On a more global scale, consider the issue of reducing carbon emissions. The problem of global warming requires a multinational solution, and no solution will succeed without the cooperation of the United States and India. But universities can and should play an important role in the effort to curtail global warming, both in their research and in setting standards for their own carbon emissions.
Of course, we acknowledge that even the most ambitious sustainability efforts at the world's universities will not have a measurable impact on global carbon emissions. But in keeping with our mission as a teaching institution, we seek to inspire our students and lead by example. And I believe that the collective leadership of the world's universities on this important issue may very well serve, over time, to make meaningful global cooperation more likely.
 
9.    Conclusion: There is no doubt that expanding access to higher education in India is an imperative, and Government and others should be commended for understanding its importance. Expanding access to higher education will raise the general standard of living and create avenues of upward mobility for the most disadvantaged. With adequate investment of resources, expanding access is an achievable objective; it has been done before, in Europe and Japan following the second World War, and in China within the last eleven years.

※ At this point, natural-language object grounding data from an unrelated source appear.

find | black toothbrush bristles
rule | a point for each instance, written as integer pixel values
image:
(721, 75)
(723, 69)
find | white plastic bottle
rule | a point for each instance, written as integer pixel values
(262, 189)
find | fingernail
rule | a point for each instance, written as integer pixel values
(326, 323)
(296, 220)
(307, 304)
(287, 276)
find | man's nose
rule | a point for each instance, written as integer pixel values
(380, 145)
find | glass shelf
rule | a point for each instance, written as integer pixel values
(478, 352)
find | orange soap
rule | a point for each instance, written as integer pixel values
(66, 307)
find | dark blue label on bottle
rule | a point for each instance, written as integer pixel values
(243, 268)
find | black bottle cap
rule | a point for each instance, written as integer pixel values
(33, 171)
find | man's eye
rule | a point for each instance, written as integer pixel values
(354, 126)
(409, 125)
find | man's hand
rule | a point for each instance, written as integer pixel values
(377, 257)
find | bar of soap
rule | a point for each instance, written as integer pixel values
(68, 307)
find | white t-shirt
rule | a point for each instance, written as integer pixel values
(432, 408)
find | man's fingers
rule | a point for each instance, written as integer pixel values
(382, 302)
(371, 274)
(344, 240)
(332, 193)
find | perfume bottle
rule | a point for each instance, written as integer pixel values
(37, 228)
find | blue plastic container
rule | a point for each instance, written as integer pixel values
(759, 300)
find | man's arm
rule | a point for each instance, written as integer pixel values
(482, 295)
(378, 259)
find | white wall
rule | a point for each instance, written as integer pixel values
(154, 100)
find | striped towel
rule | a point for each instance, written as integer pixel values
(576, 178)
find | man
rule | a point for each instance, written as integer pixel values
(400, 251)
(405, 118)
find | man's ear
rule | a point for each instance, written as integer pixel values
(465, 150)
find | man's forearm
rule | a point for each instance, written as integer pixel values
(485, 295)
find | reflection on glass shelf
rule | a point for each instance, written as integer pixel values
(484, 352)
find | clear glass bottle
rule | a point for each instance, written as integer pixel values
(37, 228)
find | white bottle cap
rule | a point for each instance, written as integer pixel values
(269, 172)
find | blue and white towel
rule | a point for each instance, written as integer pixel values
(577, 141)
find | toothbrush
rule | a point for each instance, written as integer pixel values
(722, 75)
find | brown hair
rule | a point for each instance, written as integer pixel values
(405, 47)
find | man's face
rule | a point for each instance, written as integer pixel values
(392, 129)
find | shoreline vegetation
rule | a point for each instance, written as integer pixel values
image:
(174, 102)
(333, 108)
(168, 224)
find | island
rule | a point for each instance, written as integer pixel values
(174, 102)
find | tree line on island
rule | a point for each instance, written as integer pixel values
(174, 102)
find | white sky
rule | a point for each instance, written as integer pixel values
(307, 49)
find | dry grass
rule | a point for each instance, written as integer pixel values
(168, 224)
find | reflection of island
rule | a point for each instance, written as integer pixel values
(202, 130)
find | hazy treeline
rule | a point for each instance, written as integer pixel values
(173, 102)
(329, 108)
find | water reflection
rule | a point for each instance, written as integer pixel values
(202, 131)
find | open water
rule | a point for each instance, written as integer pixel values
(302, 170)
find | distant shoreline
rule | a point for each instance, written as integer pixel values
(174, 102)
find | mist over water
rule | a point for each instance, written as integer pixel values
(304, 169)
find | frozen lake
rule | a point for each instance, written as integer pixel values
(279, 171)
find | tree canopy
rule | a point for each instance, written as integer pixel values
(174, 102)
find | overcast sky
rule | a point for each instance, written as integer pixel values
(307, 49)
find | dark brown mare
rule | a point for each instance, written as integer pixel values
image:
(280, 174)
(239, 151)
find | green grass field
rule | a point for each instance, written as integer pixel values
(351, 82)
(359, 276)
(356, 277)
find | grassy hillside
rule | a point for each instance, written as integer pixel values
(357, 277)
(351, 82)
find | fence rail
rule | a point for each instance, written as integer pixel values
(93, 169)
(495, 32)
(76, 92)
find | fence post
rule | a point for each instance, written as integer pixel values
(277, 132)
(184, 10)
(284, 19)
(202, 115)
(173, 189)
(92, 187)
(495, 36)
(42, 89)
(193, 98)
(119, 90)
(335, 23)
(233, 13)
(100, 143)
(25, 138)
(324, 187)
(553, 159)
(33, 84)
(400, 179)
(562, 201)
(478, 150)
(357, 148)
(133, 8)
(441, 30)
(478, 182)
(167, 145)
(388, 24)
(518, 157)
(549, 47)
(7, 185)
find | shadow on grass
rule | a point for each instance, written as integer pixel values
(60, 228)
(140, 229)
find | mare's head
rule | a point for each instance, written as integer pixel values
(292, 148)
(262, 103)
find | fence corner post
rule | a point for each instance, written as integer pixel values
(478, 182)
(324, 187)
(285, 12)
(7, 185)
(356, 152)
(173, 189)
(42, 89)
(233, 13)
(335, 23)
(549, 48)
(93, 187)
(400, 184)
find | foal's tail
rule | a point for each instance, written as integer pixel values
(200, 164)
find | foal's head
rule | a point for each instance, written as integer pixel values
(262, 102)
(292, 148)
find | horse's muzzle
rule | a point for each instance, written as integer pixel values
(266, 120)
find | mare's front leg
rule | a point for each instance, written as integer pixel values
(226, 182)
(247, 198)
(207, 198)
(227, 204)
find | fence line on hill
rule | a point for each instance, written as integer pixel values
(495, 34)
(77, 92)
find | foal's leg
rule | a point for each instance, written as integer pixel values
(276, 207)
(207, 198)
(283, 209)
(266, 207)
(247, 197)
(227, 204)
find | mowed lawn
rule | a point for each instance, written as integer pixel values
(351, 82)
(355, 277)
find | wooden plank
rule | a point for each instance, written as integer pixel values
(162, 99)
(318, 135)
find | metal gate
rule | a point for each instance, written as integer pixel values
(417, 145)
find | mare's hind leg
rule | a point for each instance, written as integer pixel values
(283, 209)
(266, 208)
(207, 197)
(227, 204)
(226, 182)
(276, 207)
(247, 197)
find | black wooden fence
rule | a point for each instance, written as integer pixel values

But building worldclass universities is a Herculean task. It has never been done before in one concerted effort, by one country. And it requires more than money. But if India succeeds, the impact on Indian society and its aspirations to world leadership will be limitless. It is through worldclass universities that the seeds of innovation are planted arid the next generation of leaders acquires the capacity to lead. As this dream is pursued, it will be important to ensure that even these elite universities are accessible and affordable, and not merely available to those whose families can pay for it.
The challenge is immense, but the potential gains are commensurate with the challenge. Through their research, teaching, and institutional citizenship, a new set of great universities will strengthen this society, and the people of India and of the rest of the world will reap the benefits.